Re: [PATCH 3/5] io_uring: let fast poll support multishot

From: Hao Xu
Date: Sat May 07 2022 - 03:08:16 EST


在 2022/5/7 上午1:19, Pavel Begunkov 写道:
On 5/6/22 08:01, Hao Xu wrote:
From: Hao Xu <howeyxu@xxxxxxxxxxx>

For operations like accept, multishot is a useful feature, since we can
reduce a number of accept sqe. Let's integrate it to fast poll, it may
be good for other operations in the future.

Signed-off-by: Hao Xu <howeyxu@xxxxxxxxxxx>
---
  fs/io_uring.c | 41 ++++++++++++++++++++++++++---------------
  1 file changed, 26 insertions(+), 15 deletions(-)

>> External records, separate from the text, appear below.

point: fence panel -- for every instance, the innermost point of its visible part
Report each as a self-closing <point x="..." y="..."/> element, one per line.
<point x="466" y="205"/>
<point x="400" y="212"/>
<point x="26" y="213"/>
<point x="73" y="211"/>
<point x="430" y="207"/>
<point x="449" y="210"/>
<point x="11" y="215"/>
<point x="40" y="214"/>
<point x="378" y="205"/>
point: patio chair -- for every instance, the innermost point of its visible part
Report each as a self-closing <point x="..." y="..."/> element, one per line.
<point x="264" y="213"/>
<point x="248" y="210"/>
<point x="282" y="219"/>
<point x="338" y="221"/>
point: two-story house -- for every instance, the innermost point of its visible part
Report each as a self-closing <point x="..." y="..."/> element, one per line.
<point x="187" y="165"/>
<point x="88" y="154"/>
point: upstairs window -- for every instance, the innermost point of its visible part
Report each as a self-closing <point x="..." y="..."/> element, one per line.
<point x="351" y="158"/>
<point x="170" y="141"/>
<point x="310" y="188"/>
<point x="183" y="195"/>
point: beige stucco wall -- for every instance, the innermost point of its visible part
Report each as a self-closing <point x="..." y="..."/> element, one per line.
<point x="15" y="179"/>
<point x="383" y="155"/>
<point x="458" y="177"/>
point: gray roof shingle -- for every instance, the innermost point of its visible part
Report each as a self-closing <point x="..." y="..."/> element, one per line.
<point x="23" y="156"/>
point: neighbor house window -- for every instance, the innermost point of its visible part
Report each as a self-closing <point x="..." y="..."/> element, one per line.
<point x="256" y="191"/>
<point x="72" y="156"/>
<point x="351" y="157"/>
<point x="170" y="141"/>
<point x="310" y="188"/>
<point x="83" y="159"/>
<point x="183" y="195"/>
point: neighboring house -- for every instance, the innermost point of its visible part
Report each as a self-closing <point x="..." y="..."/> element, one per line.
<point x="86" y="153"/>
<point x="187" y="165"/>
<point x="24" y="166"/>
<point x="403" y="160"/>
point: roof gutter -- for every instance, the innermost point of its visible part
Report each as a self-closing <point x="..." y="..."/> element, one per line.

diff --git a/fs/io_uring.c b/fs/io_uring.c
index 8ebb1a794e36..d33777575faf 100644
--- a/fs/io_uring.c
+++ b/fs/io_uring.c
@@ -5952,7 +5952,7 @@ static void io_poll_remove_entries(struct io_kiocb *req)
   * either spurious wakeup or multishot CQE is served. 0 when it's done with
   * the request, then the mask is stored in req->cqe.res.
   */
-static int io_poll_check_events(struct io_kiocb *req, bool locked)
+static int io_poll_check_events(struct io_kiocb *req, bool *locked)
  {
      struct io_ring_ctx *ctx = req->ctx;
      int v;
@@ -5981,17 +5981,26 @@ static int io_poll_check_events(struct io_kiocb *req, bool locked)
          /* multishot, just fill an CQE and proceed */
          if (req->cqe.res && !(req->apoll_events & EPOLLONESHOT)) {
-            __poll_t mask = mangle_poll(req->cqe.res & req->apoll_events);
-            bool filled;
-
-            spin_lock(&ctx->completion_lock);
-            filled = io_fill_cqe_aux(ctx, req->cqe.user_data, mask,
-                         IORING_CQE_F_MORE);
-            io_commit_cqring(ctx);
-            spin_unlock(&ctx->completion_lock);
-            if (unlikely(!filled))
-                return -ECANCELED;
-            io_cqring_ev_posted(ctx);
+            if (req->flags & REQ_F_APOLL_MULTISHOT) {
+                io_tw_lock(req->ctx, locked);
+                if (likely(!(req->task->flags & PF_EXITING)))
+                    io_queue_sqe(req);

That looks dangerous, io_queue_sqe() usually takes the request ownership
and doesn't expect that someone, i.e. io_poll_check_events(), may still be
actively using it.

E.g. io_accept() fails on fd < 0, return an error,
io_queue_sqe() -> io_queue_async() -> io_req_complete_failed()
kills it. Then io_poll_check_events() and polling in general
carry on using the freed request => UAF. Didn't look at it
too carefully, but there might other similar cases.

I checked this when I did the coding, it seems the only case is
while (atomic_sub_return(v & IO_POLL_REF_MASK, &req->poll_refs));
uses req again after req recycled in io_queue_sqe() path like you
pointed out above, but this case should be ok since we haven't
reuse the struct req{} at that point.
In my first version, I skiped the do while{} in io_poll_check_events()
for multishot apoll and do the reap in io_req_task_submit()

static void io_apoll_task_func(struct io_kiocb *req, bool *locked)
{
int ret;


ret = io_poll_check_events(req, locked);
if (ret > 0)
return;


__io_poll_clean(req);


if (!ret)
io_req_task_submit(req, locked); <------here
else
io_req_complete_failed(req, ret);
}

But the disadvantage is in high frequent workloads case, it may loop in
io_poll_check_events for long time, then finally generating cqes in the
above io_req_task_submit() which is not good in terms of latency.